Bariatric surgery is the effective management of obesity; however, postoperative pain is associated with a great morbidity. The management of pain is important for the enhancement of patient recovery. Local anesthetics can be injected during laparoscopic surgery into the peritoneum throughout the ports produced either before the beginning of laparoscopy or before the closure of the wound to reduce postoperative pain. Our aim is to evaluate if there is an additive analgesic effect by the administration of intraperitoneal hydrocortisone with streamed intraperitoneal bupivacaine as a method of postoperative pain relief in laparoscopic bariatric surgeries.

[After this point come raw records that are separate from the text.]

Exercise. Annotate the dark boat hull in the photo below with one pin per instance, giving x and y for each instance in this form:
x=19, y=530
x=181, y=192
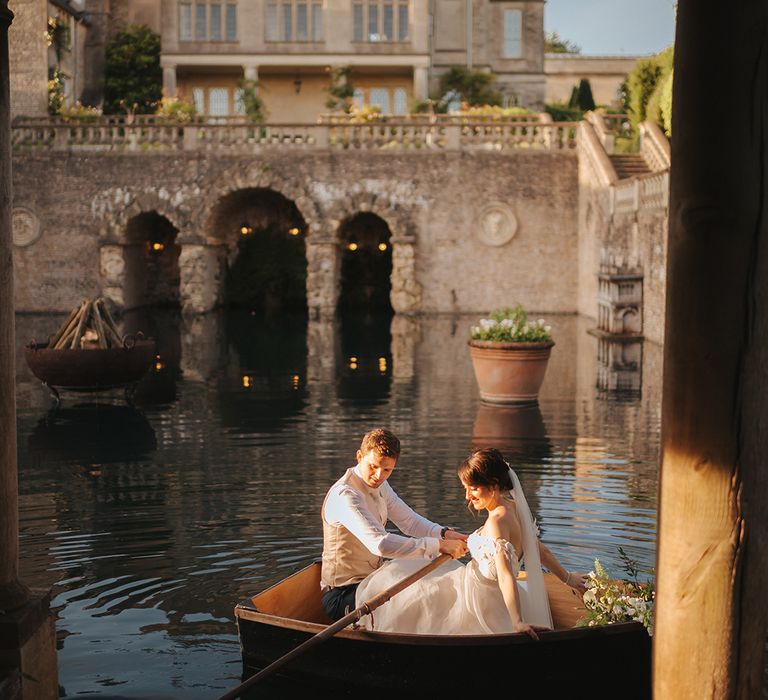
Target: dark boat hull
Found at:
x=578, y=662
x=90, y=370
x=616, y=658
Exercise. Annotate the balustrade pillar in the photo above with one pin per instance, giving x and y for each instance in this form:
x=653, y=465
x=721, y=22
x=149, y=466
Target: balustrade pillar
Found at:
x=169, y=80
x=202, y=269
x=712, y=562
x=251, y=71
x=112, y=270
x=406, y=291
x=420, y=82
x=12, y=592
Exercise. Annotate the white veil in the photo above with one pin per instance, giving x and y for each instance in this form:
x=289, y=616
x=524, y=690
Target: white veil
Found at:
x=535, y=604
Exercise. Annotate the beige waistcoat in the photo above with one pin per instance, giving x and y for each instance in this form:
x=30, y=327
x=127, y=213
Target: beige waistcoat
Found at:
x=345, y=559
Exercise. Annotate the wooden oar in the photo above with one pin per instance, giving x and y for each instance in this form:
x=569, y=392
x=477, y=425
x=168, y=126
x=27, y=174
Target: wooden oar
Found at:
x=365, y=609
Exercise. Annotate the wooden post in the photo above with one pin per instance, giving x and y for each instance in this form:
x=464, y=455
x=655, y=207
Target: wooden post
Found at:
x=712, y=568
x=13, y=593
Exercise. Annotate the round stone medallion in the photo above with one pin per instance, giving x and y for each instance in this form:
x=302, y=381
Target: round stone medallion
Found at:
x=25, y=227
x=497, y=224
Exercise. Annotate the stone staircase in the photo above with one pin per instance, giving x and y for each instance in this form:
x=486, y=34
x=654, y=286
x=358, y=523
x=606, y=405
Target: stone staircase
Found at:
x=629, y=165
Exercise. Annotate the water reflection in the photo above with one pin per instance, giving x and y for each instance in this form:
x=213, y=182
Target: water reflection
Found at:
x=92, y=433
x=620, y=367
x=364, y=360
x=159, y=386
x=518, y=432
x=175, y=519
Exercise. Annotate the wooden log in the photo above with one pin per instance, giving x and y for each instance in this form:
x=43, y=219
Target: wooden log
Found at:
x=66, y=337
x=99, y=326
x=82, y=325
x=63, y=328
x=712, y=566
x=107, y=317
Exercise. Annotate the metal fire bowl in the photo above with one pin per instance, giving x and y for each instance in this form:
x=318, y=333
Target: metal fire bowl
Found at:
x=92, y=369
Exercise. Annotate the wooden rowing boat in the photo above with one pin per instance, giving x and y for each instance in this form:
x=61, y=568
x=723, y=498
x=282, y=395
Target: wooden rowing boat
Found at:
x=611, y=660
x=91, y=370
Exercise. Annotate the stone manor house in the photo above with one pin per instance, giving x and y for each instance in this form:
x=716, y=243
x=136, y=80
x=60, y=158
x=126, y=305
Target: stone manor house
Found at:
x=396, y=49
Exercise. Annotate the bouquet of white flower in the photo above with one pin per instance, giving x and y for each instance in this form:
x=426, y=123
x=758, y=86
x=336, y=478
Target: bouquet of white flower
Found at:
x=511, y=325
x=614, y=600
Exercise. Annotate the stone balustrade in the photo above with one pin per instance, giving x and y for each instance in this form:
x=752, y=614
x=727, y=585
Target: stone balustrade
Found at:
x=641, y=193
x=146, y=135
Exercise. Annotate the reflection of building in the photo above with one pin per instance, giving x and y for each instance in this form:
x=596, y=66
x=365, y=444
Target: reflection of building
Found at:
x=605, y=74
x=619, y=366
x=47, y=42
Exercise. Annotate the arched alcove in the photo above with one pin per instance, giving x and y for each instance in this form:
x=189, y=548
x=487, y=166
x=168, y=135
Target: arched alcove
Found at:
x=264, y=234
x=151, y=257
x=366, y=265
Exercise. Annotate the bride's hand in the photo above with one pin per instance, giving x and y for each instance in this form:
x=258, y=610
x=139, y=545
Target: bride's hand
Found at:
x=530, y=630
x=456, y=548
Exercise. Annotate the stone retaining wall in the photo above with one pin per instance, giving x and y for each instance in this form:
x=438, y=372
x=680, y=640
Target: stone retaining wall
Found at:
x=469, y=230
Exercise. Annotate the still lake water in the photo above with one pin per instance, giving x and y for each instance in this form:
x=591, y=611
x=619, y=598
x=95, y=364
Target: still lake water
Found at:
x=151, y=521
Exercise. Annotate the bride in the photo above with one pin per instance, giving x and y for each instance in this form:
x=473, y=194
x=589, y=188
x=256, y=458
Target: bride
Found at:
x=483, y=597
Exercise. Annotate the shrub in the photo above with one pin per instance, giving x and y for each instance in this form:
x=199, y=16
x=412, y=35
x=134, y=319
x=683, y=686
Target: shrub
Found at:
x=133, y=79
x=253, y=105
x=341, y=91
x=511, y=325
x=471, y=86
x=644, y=84
x=561, y=112
x=665, y=103
x=493, y=111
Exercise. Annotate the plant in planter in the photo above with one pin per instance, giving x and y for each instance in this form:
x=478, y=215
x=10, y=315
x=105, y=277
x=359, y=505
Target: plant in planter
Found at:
x=510, y=355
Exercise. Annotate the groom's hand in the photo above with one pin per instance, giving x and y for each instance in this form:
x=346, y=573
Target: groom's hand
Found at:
x=456, y=548
x=453, y=535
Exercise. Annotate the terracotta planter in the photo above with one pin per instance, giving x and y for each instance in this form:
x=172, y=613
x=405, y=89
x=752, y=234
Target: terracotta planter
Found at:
x=509, y=373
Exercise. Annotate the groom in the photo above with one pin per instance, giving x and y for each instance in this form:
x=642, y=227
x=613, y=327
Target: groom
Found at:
x=355, y=511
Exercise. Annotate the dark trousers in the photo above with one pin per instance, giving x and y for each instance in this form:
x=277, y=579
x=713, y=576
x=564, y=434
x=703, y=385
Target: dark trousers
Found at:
x=339, y=601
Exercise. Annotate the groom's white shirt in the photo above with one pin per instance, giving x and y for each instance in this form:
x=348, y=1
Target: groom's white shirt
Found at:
x=346, y=506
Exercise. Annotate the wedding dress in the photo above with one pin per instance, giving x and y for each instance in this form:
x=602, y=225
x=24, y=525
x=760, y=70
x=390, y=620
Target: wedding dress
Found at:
x=459, y=599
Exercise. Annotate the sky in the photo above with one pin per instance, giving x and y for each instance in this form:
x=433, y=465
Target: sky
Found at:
x=613, y=26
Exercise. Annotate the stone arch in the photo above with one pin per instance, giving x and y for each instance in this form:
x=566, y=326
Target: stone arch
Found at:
x=405, y=294
x=365, y=270
x=261, y=235
x=113, y=208
x=259, y=177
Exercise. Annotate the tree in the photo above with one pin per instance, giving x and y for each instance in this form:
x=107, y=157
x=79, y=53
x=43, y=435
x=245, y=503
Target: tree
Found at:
x=133, y=79
x=471, y=86
x=583, y=97
x=341, y=91
x=553, y=43
x=644, y=85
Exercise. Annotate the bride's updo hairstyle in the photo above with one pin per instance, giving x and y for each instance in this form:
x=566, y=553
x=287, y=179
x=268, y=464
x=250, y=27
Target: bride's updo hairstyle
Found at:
x=486, y=467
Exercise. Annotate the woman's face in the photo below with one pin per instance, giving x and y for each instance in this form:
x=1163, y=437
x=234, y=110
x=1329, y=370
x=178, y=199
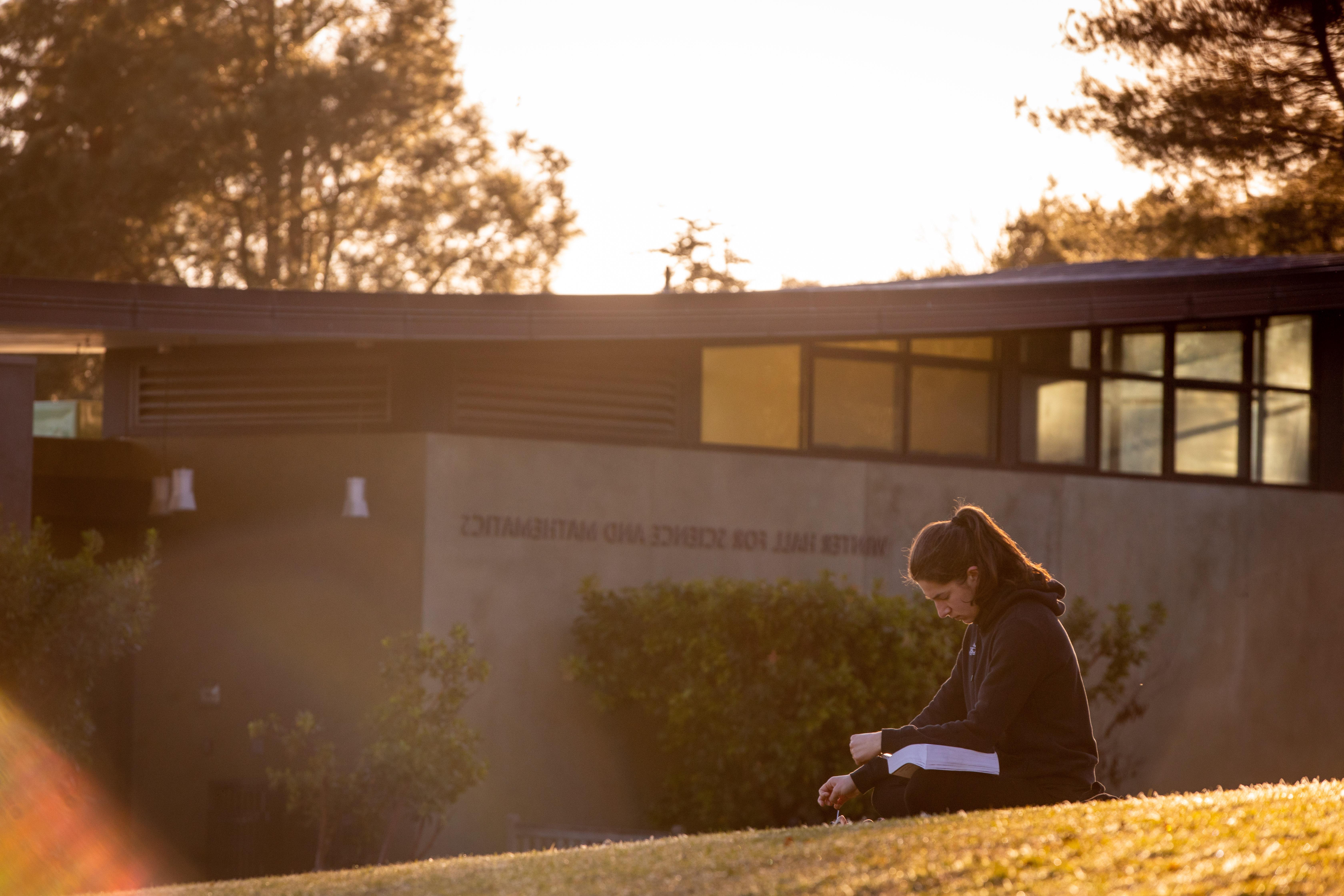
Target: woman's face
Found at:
x=955, y=598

One hundred patients listed for laparoscopic bariatric surgery were the subject of this study. Patients were randomly allocated into two groups Group I received 100 mg of 0.5% isobaric bupivacaine plus 20 mL normal saline intraperitoneally and Group II received intraperitoneal 100 mg of 0.5% isobaric bupivacaine + 100 mg hydrocortisone + 20 mL of saline at the end of the laparoscopic procedure. The primary outcome was the Visual Analog Scale (VAS) score for pain. The secondary outcomes were the time of first analgesic request, total opioid requirement, heart rate, and mean blood pressure.

VAS showed a significant decrease at 4, 6, and 12 h postoperative in Group II compared to Group I. There was a marked decrease in total meperidine requirement with prolonged time of the first analgesic request in Group II compared to Group I.

Intraperitoneal hydrocortisone with bupivacaine had improved postoperative pain relief with a decrease in analgesic requirement.

Intraperitoneal hydrocortisone with bupivacaine had improved postoperative pain relief with a decrease in analgesic requirement.